Future Now
The IFTF Blog
Is the Web drowning out your future self?
Every year The Edge organization asks a "world question" and Edge members answer it in short essays. Question 2010 is: How is the Internet changing the way you think?
In a piece called HIJACKING THE FUTURE SELF, Brian Knutson, Associate Professor of Psychology and Neuroscience at Stanford, ponders the ways in which the Internet pulls us away from our future self, with its longer term goals and needs, and feeds the voracious appetites of the present self. We've always had the conflict between now and the future, but the speed of information search (and, I would add, the quantity and diversity of available content) is changing the balance to favor the desires of now.

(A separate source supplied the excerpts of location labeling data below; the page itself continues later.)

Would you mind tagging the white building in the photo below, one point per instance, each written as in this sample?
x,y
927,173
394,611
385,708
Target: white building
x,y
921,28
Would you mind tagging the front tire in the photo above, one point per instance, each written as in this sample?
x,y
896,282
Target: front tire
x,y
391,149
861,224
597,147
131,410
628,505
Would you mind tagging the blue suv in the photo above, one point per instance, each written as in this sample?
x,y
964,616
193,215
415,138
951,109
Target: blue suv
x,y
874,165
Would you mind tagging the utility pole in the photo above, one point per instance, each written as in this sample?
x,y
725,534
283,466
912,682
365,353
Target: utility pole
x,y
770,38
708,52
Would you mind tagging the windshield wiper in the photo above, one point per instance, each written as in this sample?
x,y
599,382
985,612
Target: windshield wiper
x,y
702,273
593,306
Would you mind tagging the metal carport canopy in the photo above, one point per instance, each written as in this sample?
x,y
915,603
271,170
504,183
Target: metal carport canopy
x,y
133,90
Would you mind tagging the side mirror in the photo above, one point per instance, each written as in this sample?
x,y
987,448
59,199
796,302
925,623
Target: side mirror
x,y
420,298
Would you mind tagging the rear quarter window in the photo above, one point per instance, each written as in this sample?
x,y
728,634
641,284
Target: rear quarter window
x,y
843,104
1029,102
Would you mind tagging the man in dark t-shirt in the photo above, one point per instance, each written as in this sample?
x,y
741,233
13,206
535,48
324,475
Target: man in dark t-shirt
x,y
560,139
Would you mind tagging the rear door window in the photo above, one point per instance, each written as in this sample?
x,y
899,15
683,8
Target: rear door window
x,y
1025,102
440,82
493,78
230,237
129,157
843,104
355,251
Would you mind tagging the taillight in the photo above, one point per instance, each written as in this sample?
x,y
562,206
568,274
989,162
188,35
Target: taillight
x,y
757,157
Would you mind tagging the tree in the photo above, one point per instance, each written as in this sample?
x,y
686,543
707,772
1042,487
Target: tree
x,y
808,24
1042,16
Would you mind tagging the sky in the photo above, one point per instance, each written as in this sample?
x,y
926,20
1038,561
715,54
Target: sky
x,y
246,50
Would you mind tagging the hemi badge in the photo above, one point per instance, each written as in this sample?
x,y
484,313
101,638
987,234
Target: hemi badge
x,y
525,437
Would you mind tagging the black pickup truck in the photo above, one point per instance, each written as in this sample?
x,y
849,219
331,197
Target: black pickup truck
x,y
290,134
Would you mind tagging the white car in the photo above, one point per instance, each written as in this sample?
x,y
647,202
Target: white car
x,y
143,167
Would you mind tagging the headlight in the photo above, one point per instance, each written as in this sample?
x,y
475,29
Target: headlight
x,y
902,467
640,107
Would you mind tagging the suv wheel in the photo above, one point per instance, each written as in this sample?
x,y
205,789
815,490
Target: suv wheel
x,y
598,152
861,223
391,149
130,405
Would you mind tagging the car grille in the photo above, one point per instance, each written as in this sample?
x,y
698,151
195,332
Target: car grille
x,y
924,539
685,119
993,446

The web, in his view, can be a threat to our future selves. He writes:
This frightening "face-sucking" potential of the Web reminds me of conflicts between present and future selves first noted by ancient Greeks and Buddhists, and poignantly elaborated by philosopher Derek Parfit. Counterintuitively, Parfit considers present and future selves as different people....
...if the present self doesn't feel a connection with the future self, then why forego present gratification for someone else's future kicks? Even assuming that the present self does feel connected to the future self, the only way to sacrifice something good now (e.g., reading celebrity gossip) for something better later (e.g., finishing that term paper) is to slow down enough to appreciate that connection, consider the conflict between present and future rewards, weigh the options, and decide in favor of the best overall course of action. The very speed of the Internet and convenience of Web content accelerates information search to a rate that crowds out reflection, which may bias me towards gratifying the salient but fleeting desires of my present self.
He does note, however, that we are busy developing ways (software, mostly) to interrupt that present-self bias and remind ourselves of our future self.